Mountain Park Senior Pastor Greg Borror told The Review on Monday that Mutchler was a part-time employee at the church but that he was "removed from our employ the day after he was arrested."
"We did our due diligence to run a background check," Borror said. "At this time, we have no further statement."
Police say they found out about Mutchler's potential behavior from alert parents who monitored their child's cellphone use, and they say there is a potential for more victims. Any additional victims or anyone with information regarding Mutchler are asked to call 503-629-0111 and speak to a Beaverton Police officer.
Respond to Racism sets next meeting
Willamette University Professor Emily Drew will be the featured speaker on Monday, Oct. 1, when Respond to Racism hosts a conversation about "Power, Privilege and Racial Diversity in Oregon."
The conversation, sponsored by Oregon Humanities, is scheduled from 6-8:30 p.m. on Aug. 6 at the Lake Oswego United Church of Christ, 1111 Country Club Road. Refreshments will be served at 6 p.m.; the program begins at 6:30 p.m.
For more information, go to tinyurl.com/LORespondOctober.
City honored for water conservation program
Lake Oswego has been honored by the Oregon Water Resources Department for water management and conservation efforts that have reduced historic consumption and peak per-capita water demand by almost 20 percent since 2007.
The City was awarded second place in the "Best Conservation Program" category of the OWRD's Stewardship and Conservation Awards program for large municipalities. Ashland and Bend tied for first-place honors.

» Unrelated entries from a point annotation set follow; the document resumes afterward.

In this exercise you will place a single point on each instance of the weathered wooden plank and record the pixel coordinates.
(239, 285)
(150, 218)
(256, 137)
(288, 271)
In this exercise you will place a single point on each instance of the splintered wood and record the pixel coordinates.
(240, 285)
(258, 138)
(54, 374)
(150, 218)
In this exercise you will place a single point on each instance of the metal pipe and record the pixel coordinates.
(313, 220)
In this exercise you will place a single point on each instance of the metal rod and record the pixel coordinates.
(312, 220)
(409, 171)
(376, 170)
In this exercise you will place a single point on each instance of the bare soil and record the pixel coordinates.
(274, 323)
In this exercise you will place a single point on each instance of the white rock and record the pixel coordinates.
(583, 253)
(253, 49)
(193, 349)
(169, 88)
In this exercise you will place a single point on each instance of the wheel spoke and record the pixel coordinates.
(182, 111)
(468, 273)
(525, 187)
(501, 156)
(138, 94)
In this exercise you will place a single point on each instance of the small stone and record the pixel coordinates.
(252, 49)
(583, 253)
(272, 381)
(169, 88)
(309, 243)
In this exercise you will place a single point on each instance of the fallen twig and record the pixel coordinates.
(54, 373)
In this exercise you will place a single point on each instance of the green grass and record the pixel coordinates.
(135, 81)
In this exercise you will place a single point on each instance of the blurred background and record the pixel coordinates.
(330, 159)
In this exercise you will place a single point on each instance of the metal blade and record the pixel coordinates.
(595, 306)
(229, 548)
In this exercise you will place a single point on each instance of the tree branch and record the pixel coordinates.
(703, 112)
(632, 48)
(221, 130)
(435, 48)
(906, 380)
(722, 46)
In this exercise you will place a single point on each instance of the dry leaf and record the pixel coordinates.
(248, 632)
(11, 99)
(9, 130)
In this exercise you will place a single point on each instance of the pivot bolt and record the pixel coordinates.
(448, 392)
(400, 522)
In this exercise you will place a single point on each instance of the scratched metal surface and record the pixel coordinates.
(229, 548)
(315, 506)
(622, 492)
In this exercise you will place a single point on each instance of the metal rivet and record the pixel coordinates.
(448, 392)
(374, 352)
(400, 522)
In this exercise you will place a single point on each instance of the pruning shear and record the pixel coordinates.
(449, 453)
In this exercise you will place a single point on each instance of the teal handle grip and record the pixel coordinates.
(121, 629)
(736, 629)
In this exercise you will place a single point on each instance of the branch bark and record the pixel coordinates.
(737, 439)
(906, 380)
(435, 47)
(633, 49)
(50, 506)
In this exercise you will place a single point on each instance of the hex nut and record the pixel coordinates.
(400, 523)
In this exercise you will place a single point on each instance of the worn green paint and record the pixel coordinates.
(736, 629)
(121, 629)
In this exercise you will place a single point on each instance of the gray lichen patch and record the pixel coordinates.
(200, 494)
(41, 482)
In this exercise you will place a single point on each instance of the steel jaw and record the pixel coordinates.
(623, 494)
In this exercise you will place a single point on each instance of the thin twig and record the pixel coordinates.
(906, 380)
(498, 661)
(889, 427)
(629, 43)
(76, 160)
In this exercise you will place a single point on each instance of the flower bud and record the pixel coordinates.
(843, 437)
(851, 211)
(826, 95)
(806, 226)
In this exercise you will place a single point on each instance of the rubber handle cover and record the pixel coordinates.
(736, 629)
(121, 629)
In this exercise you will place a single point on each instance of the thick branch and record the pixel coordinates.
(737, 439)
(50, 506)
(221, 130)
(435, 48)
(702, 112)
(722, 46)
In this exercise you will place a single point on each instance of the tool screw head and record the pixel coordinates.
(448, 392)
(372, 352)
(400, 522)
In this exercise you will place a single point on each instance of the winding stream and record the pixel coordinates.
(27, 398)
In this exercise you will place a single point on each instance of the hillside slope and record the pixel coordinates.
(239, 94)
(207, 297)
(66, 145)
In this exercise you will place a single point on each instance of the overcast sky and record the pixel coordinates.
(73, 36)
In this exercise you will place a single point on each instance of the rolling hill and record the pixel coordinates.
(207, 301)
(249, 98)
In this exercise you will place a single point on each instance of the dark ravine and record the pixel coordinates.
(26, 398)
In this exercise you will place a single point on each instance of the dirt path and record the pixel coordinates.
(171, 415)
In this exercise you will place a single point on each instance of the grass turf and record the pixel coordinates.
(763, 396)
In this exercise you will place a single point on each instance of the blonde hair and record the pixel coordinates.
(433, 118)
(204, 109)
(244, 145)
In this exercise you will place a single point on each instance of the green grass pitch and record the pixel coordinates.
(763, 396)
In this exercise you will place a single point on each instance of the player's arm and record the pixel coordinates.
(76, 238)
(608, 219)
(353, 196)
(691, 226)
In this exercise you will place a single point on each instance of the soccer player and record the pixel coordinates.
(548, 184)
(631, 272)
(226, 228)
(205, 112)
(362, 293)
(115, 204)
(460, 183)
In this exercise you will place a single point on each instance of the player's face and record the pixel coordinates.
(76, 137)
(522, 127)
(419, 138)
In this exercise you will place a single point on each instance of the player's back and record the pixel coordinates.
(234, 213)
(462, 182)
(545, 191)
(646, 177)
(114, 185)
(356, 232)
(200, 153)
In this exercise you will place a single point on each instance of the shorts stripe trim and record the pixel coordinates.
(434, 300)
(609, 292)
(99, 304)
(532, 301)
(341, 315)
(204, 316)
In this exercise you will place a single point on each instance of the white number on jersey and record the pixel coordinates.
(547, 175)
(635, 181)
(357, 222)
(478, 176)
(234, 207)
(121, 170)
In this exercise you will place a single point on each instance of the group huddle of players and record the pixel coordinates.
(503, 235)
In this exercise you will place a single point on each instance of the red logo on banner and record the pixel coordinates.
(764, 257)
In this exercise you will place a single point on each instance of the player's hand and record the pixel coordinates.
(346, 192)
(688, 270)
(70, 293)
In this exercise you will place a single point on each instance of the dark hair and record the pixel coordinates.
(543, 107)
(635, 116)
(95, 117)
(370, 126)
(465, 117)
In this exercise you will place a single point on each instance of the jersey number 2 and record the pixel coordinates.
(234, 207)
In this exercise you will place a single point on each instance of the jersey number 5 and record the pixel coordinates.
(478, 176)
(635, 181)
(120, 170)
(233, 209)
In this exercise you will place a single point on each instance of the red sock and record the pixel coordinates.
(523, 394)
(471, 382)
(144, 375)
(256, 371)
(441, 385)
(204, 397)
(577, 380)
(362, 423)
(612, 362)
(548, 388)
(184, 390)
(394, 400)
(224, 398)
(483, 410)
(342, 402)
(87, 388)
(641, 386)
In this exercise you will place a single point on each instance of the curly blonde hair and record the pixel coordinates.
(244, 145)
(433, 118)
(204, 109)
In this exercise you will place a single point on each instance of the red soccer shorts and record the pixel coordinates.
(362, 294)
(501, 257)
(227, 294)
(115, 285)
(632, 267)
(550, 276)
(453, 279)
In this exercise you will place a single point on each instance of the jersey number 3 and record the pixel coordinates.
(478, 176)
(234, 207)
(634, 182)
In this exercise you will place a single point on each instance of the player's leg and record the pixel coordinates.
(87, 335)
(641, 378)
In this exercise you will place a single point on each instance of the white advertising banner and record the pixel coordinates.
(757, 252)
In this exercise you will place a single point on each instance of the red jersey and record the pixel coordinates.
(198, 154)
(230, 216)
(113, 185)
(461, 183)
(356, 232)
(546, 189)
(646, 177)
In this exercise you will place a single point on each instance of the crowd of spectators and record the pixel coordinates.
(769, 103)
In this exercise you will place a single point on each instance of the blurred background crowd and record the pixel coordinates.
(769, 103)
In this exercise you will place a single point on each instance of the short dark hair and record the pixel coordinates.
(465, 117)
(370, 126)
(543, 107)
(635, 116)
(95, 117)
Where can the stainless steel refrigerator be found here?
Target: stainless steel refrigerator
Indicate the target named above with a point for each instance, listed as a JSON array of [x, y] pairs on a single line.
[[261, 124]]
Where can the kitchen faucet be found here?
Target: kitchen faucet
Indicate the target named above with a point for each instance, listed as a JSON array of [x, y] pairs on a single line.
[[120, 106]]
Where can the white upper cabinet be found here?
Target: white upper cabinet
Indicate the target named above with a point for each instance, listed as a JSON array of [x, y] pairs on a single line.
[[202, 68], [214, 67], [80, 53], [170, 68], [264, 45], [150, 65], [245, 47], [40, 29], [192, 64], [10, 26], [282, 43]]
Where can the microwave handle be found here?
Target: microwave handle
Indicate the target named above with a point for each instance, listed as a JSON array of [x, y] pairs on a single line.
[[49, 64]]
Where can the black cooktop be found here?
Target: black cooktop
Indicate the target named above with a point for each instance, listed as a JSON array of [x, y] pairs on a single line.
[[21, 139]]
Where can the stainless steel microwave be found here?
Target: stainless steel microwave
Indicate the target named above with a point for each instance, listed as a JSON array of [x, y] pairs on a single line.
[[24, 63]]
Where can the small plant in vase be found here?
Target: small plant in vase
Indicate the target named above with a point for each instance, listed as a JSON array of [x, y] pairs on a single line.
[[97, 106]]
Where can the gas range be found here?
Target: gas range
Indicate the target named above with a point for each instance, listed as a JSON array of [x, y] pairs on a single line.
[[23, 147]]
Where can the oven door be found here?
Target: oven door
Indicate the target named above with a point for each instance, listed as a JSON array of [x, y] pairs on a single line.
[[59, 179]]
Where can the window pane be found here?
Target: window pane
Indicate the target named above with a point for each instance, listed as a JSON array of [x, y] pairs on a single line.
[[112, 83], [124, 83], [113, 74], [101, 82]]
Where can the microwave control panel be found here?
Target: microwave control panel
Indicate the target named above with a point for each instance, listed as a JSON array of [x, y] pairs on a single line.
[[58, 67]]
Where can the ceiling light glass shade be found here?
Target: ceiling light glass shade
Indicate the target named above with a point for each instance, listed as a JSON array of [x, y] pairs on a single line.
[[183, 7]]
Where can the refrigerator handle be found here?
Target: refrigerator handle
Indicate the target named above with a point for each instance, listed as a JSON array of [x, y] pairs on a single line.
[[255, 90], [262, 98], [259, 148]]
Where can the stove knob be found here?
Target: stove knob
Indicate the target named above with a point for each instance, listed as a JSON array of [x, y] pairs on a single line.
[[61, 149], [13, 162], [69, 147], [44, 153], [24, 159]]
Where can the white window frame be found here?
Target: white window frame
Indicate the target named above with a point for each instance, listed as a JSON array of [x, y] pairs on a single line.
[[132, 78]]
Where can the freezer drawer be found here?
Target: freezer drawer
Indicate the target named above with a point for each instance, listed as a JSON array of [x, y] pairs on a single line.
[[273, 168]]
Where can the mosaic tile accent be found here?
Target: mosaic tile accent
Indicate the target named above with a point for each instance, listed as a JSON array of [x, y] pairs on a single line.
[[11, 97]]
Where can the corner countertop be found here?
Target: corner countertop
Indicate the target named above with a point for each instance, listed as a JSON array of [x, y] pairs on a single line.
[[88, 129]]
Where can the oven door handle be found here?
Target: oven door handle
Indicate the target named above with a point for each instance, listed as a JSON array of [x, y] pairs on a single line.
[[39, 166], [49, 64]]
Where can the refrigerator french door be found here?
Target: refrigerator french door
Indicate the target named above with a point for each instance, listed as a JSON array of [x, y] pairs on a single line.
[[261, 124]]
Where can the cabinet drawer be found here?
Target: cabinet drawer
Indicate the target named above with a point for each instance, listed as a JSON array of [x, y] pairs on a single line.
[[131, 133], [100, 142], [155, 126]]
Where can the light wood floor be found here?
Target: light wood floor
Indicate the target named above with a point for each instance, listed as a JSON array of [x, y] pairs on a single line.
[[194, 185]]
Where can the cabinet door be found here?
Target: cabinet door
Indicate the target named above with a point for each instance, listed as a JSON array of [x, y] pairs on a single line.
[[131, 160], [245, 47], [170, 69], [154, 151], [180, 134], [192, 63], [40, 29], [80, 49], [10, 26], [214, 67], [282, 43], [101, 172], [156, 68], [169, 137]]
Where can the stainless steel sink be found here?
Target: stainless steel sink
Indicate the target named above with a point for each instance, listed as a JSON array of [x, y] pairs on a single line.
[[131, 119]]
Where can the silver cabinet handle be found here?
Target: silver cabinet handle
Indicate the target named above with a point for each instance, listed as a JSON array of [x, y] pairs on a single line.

"It's a great honor for the City to be recognized for our water conservation efforts and for demonstrating that we are indeed good stewards of our water," said Kevin McCaleb, Lake Oswego's water conservation coordinator. "This recognition shows that the Lake Oswego community does not take our resources for granted, understands the importance of efficient water use and has a strong appreciation for the value of its water, in and out of the Clackamas River."
The City's Water Management and Conservation Program has been in place for more than 10 years. It combines public education about efficient water use, individual assessments of equipment, rebates for appliances and equipment and free water audits to expand awareness of the benefits of sustaining long-term water management best practices.